Après une baisse de 6 % en 2009, l'activité devrait progresser d'environ 2 % cette année. Certains secteurs sont sinistrés comme les routes et le terrassement. En revanche, le génie civil et les dévoiements de réseaux tirent bien leur épingle du jeu avec cinq chantiers de tramway en cours et des extensions d'usines d'épuration (Seine aval, Les Grésillons, La Morée, Evry). Les travaux électriques comme le génie civil profitent de la mise aux normes des tunnels franciliens. Tous ces chantiers vont soutenir l'activité jusqu'à la fin 2011, début 2012. Ensuite, et jusqu'en 2015, date à laquelle on peut penser que démarreront les travaux du Grand Paris dont ceux du métro automatique de Christian Blanc, le secteur risque d'être au creux de la vague.

- Quelles ont été les conséquences de la baisse d'activité sur les effectifs?

Les entreprises ont préservé le noyau dur des salariés permanents. En revanche, les intérimaires ne représentent plus que 5 à 6 % des effectifs en équivalents temps plein contre 20 % fin 2008.

- On parle beaucoup de la baisse des prix. De quel ordre est-elle ?

Dans les cas les plus extrêmes, elle peut atteindre 20 % par rapport à 2008. Les entreprises qui ont décroché des marchés en baissant les prix en ressentiront les effets sur leurs résultats 2010. Le réveil risque d'être d'autant plus difficile que certaines matières premières repartent à la hausse comme le bitume ( 15 à 20 % sur le dernier trimestre), le ciment ( 2 à 3 %). Par ailleurs, la réduction des délais de paiement fournisseurs crée des difficultés de trésorerie. Pour aider les entreprises, nous avons demandé aux maîtres d'ouvrage publics d'accorder des avances de l'ordre de 20 %. L'Etat l'a fait en 2009. On ne sait pas encore si le dispositif sera reconduit en 2010. Les collectivités locales se montrent pour l'instant assez frileuses.

- Que pensez-vous du projet du Grand Paris ?
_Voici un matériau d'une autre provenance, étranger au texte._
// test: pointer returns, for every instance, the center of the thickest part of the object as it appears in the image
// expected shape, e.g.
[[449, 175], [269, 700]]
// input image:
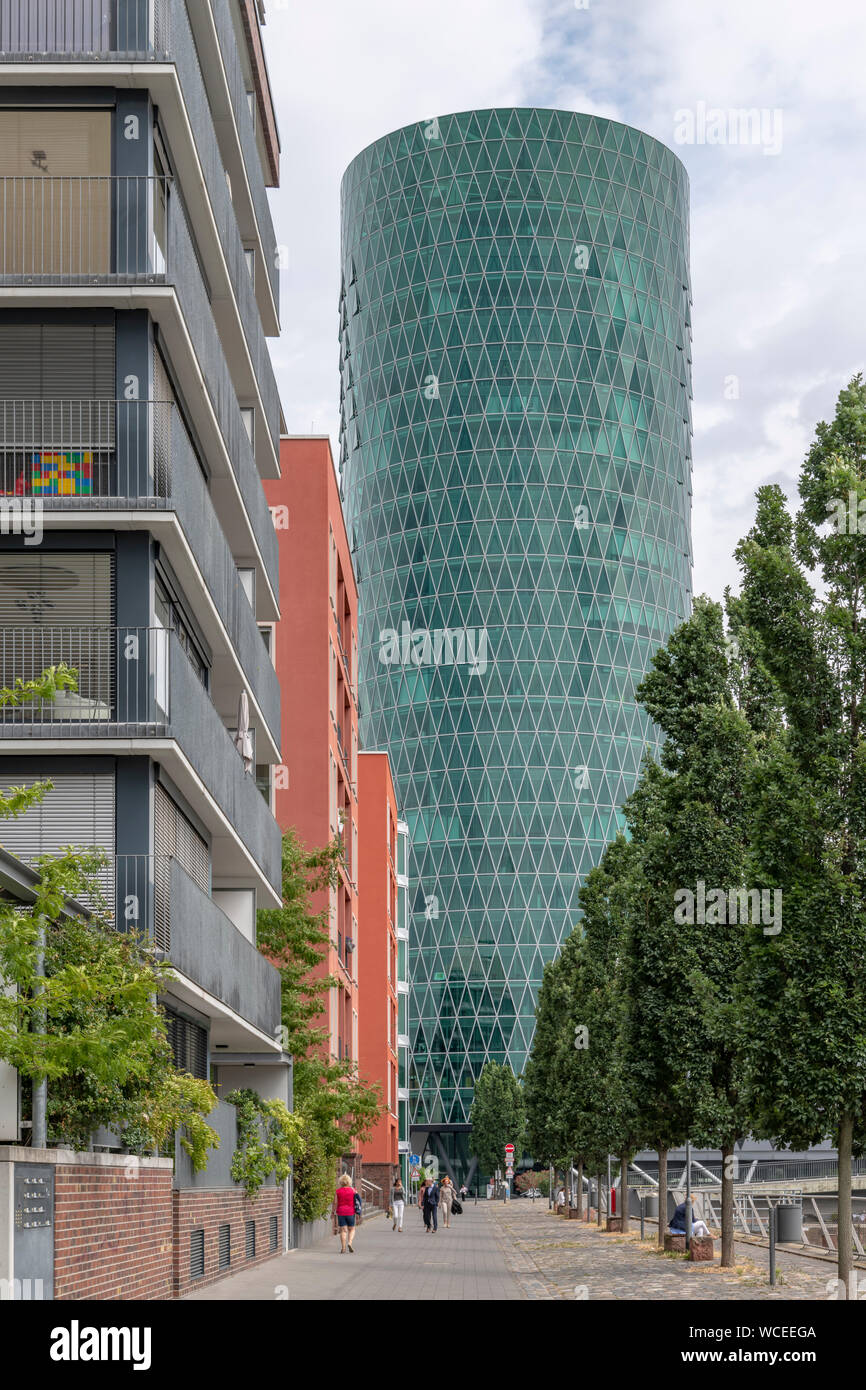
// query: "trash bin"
[[790, 1222]]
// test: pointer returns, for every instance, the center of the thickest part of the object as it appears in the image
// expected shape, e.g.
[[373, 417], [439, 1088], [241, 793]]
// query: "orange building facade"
[[314, 649]]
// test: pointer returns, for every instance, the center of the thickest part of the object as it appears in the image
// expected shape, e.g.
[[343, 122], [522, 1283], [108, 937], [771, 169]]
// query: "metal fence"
[[84, 228], [120, 679], [72, 452], [82, 28]]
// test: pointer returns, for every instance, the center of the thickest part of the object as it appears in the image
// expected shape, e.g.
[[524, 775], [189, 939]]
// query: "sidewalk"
[[553, 1258], [462, 1264]]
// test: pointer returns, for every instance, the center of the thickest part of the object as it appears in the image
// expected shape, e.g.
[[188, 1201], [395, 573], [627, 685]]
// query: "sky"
[[777, 241]]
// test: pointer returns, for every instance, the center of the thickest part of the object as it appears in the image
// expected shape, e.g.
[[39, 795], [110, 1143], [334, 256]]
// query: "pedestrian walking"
[[398, 1203], [431, 1207], [446, 1198], [346, 1208]]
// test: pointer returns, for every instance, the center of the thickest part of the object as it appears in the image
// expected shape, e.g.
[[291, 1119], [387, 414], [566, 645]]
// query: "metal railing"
[[120, 680], [79, 452], [84, 228], [74, 29]]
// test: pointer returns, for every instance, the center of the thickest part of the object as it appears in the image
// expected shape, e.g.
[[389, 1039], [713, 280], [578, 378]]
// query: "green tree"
[[802, 616], [709, 751], [88, 1022], [652, 977], [498, 1116]]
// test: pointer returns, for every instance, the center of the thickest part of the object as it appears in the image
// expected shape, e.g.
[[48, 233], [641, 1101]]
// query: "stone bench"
[[701, 1248]]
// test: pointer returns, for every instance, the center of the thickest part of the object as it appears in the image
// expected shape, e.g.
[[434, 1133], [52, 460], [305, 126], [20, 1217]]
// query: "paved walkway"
[[553, 1258], [512, 1251], [462, 1264]]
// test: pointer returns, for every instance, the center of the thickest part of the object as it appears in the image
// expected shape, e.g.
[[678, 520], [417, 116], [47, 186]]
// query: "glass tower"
[[516, 471]]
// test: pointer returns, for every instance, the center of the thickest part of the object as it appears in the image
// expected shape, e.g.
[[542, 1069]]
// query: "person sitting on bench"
[[677, 1223]]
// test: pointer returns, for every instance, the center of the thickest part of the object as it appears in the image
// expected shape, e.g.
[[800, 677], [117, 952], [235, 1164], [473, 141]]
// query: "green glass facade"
[[516, 463]]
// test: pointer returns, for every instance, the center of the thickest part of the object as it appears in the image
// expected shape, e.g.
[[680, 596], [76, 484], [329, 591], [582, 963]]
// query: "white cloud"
[[780, 293]]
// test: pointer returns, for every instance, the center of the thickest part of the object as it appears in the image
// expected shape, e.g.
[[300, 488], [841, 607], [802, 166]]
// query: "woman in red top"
[[344, 1212]]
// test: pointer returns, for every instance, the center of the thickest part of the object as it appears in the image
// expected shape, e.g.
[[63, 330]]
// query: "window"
[[174, 837], [170, 616], [225, 1246], [78, 811], [188, 1044], [60, 608], [57, 221], [57, 412], [263, 780]]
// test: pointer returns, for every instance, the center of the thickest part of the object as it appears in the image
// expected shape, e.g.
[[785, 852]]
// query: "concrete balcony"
[[139, 692], [45, 34], [180, 918], [96, 462], [72, 239]]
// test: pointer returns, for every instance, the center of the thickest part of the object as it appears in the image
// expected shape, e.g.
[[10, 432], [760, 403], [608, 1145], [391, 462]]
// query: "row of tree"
[[716, 984]]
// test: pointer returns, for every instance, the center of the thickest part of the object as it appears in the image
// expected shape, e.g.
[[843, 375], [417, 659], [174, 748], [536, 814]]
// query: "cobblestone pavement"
[[460, 1264], [552, 1258]]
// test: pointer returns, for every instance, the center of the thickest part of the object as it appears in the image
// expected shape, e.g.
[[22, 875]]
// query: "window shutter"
[[57, 362], [79, 811], [188, 1044], [59, 608], [225, 1246]]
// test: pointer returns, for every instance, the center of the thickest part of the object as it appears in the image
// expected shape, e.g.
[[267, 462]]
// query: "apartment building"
[[314, 648], [384, 950], [139, 417]]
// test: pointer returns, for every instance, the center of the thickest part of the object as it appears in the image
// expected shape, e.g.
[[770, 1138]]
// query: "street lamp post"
[[688, 1194]]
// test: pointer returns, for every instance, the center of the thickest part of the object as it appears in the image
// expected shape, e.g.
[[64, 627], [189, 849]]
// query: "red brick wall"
[[382, 1175], [209, 1211], [111, 1232]]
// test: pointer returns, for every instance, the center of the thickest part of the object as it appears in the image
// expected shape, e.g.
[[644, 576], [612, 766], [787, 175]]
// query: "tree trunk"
[[727, 1204], [662, 1196], [844, 1240], [624, 1191]]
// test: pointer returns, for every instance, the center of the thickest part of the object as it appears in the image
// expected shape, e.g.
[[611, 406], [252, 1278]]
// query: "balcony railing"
[[121, 676], [171, 904], [79, 453], [82, 29], [84, 230]]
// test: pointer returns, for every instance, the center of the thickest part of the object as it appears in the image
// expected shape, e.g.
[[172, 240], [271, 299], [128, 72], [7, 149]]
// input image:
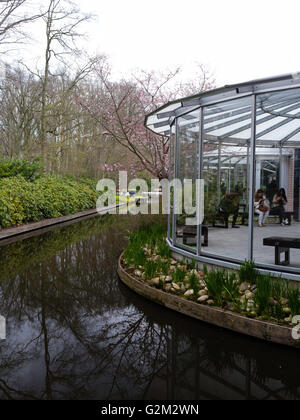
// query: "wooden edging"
[[211, 315]]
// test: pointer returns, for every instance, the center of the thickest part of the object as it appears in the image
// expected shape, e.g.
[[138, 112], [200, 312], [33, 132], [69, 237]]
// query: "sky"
[[237, 40]]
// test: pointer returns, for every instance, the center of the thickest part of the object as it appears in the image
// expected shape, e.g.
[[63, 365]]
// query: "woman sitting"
[[262, 207], [279, 203]]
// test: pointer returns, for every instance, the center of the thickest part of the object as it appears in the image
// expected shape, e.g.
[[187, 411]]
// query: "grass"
[[248, 273], [294, 302]]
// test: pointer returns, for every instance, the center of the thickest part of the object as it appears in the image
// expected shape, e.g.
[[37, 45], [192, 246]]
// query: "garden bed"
[[245, 302]]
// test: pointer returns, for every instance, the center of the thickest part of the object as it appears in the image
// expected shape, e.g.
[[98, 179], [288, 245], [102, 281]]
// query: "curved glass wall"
[[186, 172], [247, 152]]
La question de la gouvernance nous semble vitale. A côté de la création du métro automatique, il va aussi falloir fluidifier et entretenir le réseau existant. Un phasage des travaux est nécessaire. Qui va arbitrer entre le Syndicat des transports d'Ile-de-France et la société du Grand Paris ? Il faut aussi engager une réflexion sur la place du métro automatique au sein du schéma des transports franciliens : le conçoit-on comme un système totalement indépendant ou doit-il au contraire se connecter au réseau existant ? Par ailleurs, en l'état actuel des choses, nous regrettons l'absence de tout représentant du monde économique au conseil d'administration de la société du Grand Paris. Une chose est sûre, et nous l'avons déjà indiqué à la RATP : les entreprises franciliennes ont la capacité de construire le métro automatique aussi rapidement que les entreprises espagnoles ont réalisé le métro de Madrid (30 à 40 km par an) à condition que les crédits soient là et que les obstacles administratifs soient levés.
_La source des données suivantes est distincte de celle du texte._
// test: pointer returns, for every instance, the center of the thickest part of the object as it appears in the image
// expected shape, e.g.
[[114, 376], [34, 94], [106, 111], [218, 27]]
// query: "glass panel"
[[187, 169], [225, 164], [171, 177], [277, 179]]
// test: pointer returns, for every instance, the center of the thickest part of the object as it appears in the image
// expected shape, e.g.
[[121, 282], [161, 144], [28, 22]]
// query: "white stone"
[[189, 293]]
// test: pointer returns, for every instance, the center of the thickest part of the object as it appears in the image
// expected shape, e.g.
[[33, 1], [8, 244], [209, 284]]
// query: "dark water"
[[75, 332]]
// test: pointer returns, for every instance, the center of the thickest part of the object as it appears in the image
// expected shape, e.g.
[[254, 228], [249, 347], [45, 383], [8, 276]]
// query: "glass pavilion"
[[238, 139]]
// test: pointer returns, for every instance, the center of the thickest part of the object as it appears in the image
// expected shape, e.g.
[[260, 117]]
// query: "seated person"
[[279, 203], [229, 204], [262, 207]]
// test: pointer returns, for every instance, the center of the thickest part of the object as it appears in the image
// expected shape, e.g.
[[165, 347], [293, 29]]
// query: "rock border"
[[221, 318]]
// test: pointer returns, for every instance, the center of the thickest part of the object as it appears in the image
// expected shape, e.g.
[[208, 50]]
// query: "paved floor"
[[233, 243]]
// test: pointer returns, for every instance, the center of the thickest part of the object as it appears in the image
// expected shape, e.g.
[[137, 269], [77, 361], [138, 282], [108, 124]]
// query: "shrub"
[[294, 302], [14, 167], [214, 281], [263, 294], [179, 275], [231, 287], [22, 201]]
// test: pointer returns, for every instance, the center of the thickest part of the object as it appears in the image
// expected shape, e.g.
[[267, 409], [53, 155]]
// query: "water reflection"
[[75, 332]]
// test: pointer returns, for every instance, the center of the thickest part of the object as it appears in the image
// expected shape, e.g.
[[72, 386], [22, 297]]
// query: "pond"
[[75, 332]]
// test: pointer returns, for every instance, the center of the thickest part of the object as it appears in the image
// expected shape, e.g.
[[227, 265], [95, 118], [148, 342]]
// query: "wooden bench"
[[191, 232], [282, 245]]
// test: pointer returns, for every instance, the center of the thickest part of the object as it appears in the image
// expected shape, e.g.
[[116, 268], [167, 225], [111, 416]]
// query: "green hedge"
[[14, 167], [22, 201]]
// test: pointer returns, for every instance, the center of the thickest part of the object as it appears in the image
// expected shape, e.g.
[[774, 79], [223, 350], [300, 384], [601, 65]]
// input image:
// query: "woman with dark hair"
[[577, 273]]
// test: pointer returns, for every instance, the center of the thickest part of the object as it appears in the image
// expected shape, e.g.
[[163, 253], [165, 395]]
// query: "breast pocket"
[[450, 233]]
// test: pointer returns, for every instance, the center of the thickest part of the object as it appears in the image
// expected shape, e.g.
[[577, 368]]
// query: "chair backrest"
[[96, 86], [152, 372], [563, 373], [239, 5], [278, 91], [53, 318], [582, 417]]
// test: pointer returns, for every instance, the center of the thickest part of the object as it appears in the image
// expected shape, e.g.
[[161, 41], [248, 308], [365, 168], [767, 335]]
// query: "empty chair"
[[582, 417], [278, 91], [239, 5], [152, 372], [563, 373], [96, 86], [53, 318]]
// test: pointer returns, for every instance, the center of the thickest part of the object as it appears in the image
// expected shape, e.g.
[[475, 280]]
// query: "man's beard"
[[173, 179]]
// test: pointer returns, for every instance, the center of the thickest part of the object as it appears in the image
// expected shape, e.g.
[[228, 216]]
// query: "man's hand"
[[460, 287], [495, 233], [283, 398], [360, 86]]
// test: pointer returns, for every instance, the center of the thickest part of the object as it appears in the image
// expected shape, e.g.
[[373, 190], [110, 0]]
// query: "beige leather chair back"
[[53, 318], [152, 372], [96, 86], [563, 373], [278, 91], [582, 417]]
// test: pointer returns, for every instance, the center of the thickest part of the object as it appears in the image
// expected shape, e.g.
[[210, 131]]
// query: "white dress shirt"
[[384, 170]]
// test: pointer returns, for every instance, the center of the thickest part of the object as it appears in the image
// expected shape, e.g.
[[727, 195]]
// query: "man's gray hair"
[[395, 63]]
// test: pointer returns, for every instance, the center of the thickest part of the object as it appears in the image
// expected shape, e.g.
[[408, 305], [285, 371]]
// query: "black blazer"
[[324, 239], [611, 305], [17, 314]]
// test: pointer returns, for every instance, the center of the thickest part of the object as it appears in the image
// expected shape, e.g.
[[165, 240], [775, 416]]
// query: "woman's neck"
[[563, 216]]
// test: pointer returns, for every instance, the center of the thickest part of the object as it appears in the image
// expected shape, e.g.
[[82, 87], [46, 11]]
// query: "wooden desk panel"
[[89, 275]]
- La campagne des élections régionales bat son plein. Allez-vous rencontrer les candidats ?

Nous souhaitons les rencontrer tout d'abord pour leur expliquer que lorsque la profession va bien, elle crée 7 000 emplois par an pour compenser les départs à la retraite et répondre au volume d'activité. Nous voulons également leur présenter les projets que nous considérons comme structurants pour l'Ile-de-France : le prolongement d'Eole vers Mantes-la-Jolie via La Défense pour un raccordement futur vers la Normandie, le prolongement de la ligne 14 jusqu'à Saint-Ouen pour supprimer la fourche et ainsi soulager la ligne 13, et bien sûr le bouclage de l'A104 entre Cergy et Orgeval que nous jugeons indispensable notamment dans le cadre du projet du canal Seine-Nord et de la création d'un port de 500 hectares à Achères.

- Quels vont être les principaux dossiers de la FRTP IDF cette année ?

Le chantier prioritaire concerne la formation des jeunes. A partir du mois de mars nous allons faire circuler un bus dans les collèges franciliens pour présenter nos métiers aux élèves de 4e et de 3e. Nous envisageons également de créer un club « Responsabilité sociétale des entreprises » pour aider les entreprises à prendre en compte l'ensemble des aspects du développement durable. Enfin 2010 sera l'année des trente ans de la FRTP et nous réfléchissons à la manière de fêter l'événement.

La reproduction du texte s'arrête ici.